CPF rate peg ensures sustainable return

  • The Straits Times (26 Mar 2011) : CPF rate peg ensures sustainable return
  • The Straits Times (22 Mar 2011) : Keep CPF rate at 4% next year too

CPF rate peg ensures sustainable return
- The Straits Times, 26 March 2011

We refer to the letter by Mdm Florence Heng with regard to CPF interest rate (ST, 22 March 2011).

2.   Since 2008, the interest earned on Special, Medisave, and Retirement Account (SMRA) monies has been pegged to the 10-year Singapore Government Security (SGS) yield + 1%. Such a market-based peg ensures that members receive a fair and sustainable return on their CPF monies. This was one of the measures introduced as part of the 2007 CPF reforms to enhance retirement adequacy.

3.   However, due to the unprecedented global recession and the low interest rate environment in recent years, the Government had introduced and extended a special 4% floor rate for the SMRA Accounts up till the end of this year, as previously announced.

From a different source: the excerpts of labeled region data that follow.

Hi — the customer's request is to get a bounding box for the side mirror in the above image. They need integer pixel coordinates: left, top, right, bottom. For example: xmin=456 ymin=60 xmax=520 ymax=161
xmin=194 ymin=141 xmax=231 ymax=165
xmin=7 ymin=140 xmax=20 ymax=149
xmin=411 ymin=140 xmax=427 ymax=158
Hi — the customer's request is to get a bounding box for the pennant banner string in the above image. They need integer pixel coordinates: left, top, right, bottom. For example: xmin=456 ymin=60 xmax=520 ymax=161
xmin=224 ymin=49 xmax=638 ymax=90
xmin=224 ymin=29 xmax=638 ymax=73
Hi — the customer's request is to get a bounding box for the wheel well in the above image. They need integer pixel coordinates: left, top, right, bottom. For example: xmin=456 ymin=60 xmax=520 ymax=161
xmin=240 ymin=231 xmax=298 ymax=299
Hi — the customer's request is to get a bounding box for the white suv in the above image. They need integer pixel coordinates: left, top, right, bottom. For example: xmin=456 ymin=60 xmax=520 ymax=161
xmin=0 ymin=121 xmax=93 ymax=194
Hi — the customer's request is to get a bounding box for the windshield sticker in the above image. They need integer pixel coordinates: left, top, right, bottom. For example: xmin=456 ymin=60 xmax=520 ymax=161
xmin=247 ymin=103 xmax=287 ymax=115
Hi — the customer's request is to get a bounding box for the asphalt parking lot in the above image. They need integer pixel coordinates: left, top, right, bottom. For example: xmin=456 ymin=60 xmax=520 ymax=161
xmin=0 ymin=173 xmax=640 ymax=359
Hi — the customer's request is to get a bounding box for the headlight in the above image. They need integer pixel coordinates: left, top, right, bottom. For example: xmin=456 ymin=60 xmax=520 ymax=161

4.   As for the extra 1% on the first $60,000 of CPF savings, it is enjoyed by all members and in particular, aims to benefit members with low balances. Members will continue to enjoy this extra 1% interest even after 2011.


Keep CPF rate at 4% next year too
- The Straits Times, 22 March 2011

I am puzzled why the Government has decided to change the minimum rate for interest earned on Central Provident Fund Special, Medisave and Retirement account monies to 2.5 per cent per annum with effect from next year.

These accounts have been a risk-free source for growing Singaporeans' retirement funds and for taking care of their medical costs, hospitalisation and health insurance.

The drop of 1.5 percentage points from the current 4 per cent will significantly affect especially the low-income and middle-income groups with the rise in inflation.

Moreover, the extra 1 per cent interest will be paid only to members who have the first $60,000 of combined balances of member's Ordinary (capped at $20,000), Special, Medisave and Retirement accounts.

The status quo - that is, maintaining the interest rate of 4 per cent for accounts other than the Ordinary account - will be much preferred.